Petrak believes that the combination of quality teaching, curriculum, and technology makes the Pathways approach superior to other redesign formats. The success of this approach, described in this case study, should reinforce the research about social constructivist learning practices regarding how the brain works and what cognitive scientists have long communicated about learning and the connection of that learning to real and relevant contexts.

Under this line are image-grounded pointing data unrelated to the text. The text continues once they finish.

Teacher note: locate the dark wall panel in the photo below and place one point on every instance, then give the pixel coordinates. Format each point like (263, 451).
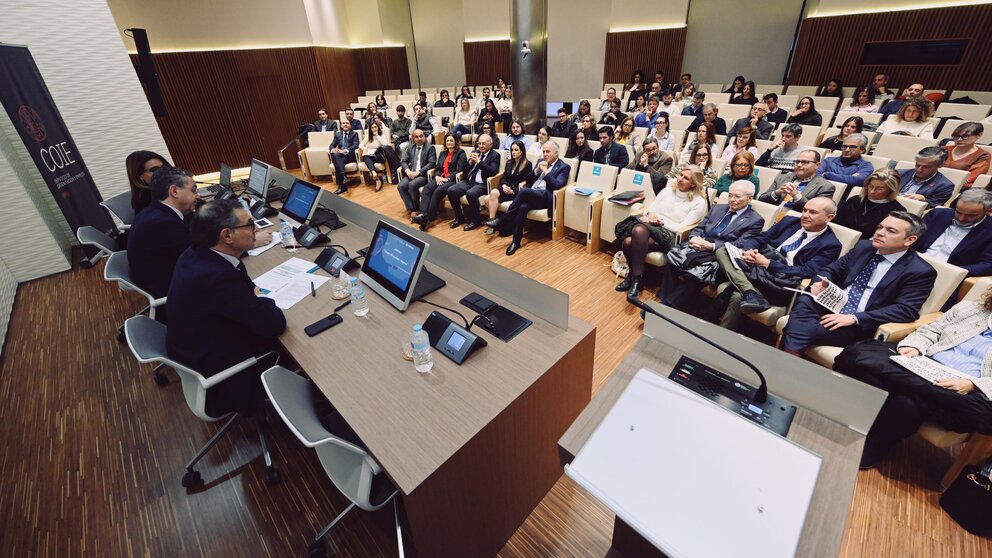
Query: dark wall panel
(650, 50)
(830, 48)
(486, 61)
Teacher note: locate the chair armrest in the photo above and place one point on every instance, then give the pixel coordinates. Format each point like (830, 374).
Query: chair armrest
(894, 332)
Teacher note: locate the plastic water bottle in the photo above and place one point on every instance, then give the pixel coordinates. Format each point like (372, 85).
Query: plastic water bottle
(423, 360)
(359, 305)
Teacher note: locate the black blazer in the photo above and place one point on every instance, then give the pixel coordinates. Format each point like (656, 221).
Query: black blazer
(155, 241)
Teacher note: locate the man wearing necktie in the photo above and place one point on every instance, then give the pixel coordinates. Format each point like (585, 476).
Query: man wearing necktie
(885, 282)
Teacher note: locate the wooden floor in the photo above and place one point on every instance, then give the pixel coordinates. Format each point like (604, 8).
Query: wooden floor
(92, 451)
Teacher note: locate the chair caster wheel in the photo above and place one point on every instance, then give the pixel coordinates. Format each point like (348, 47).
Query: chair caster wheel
(192, 479)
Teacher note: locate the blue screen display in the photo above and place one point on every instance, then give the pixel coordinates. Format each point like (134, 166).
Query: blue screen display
(301, 199)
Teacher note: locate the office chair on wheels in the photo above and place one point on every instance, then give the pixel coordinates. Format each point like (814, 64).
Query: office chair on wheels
(146, 338)
(350, 467)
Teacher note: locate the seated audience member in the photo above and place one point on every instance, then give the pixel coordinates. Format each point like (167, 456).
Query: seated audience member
(695, 106)
(747, 96)
(692, 264)
(699, 156)
(961, 339)
(464, 120)
(342, 151)
(793, 249)
(578, 147)
(550, 174)
(850, 168)
(805, 113)
(711, 115)
(141, 165)
(783, 153)
(483, 163)
(961, 236)
(885, 282)
(563, 127)
(653, 161)
(160, 233)
(323, 123)
(794, 189)
(216, 318)
(743, 140)
(863, 100)
(516, 134)
(705, 135)
(833, 88)
(613, 116)
(656, 230)
(517, 168)
(451, 161)
(776, 114)
(853, 125)
(914, 91)
(864, 212)
(924, 182)
(741, 167)
(417, 161)
(610, 152)
(963, 154)
(399, 129)
(757, 121)
(913, 119)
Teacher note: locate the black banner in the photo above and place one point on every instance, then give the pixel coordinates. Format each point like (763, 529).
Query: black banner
(33, 112)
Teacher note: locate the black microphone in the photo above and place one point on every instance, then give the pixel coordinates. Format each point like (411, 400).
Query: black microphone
(761, 395)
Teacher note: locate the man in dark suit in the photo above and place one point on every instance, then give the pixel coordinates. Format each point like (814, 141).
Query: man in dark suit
(885, 282)
(324, 124)
(342, 151)
(924, 182)
(728, 222)
(793, 249)
(610, 153)
(961, 236)
(550, 174)
(418, 158)
(160, 234)
(482, 164)
(216, 319)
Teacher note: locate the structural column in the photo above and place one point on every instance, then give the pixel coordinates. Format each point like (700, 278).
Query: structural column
(528, 52)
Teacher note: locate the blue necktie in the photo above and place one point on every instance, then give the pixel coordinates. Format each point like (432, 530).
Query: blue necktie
(857, 288)
(792, 246)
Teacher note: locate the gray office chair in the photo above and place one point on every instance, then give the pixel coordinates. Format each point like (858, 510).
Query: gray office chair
(350, 467)
(146, 338)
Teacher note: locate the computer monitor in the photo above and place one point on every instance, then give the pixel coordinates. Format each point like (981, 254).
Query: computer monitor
(301, 203)
(393, 264)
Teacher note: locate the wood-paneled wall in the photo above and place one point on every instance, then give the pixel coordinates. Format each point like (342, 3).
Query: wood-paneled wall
(486, 61)
(234, 105)
(650, 50)
(830, 48)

“Teaching a Pathways course has honestly been the most rewarding professional experience I’ve had in the classroom,” Petrak. “A social constructivist learning theory has been encouraged throughout my career, but it has been difficult to implement due to the traditionally inch-deep, mile-wide curriculum in America and the lack of quality curricular materials. It’s almost sad it’s taken such a severe problem to finally encourage myself and many others to move in this direction. My hope is that other math courses and curriculum would move more in this direction for the benefit of students and faculty. Humans teach humans, and the days of mathematics being labeled as ‘The Gatekeeper’ instead of the way we think, model, and problem solve in this world will hopefully be shifting.”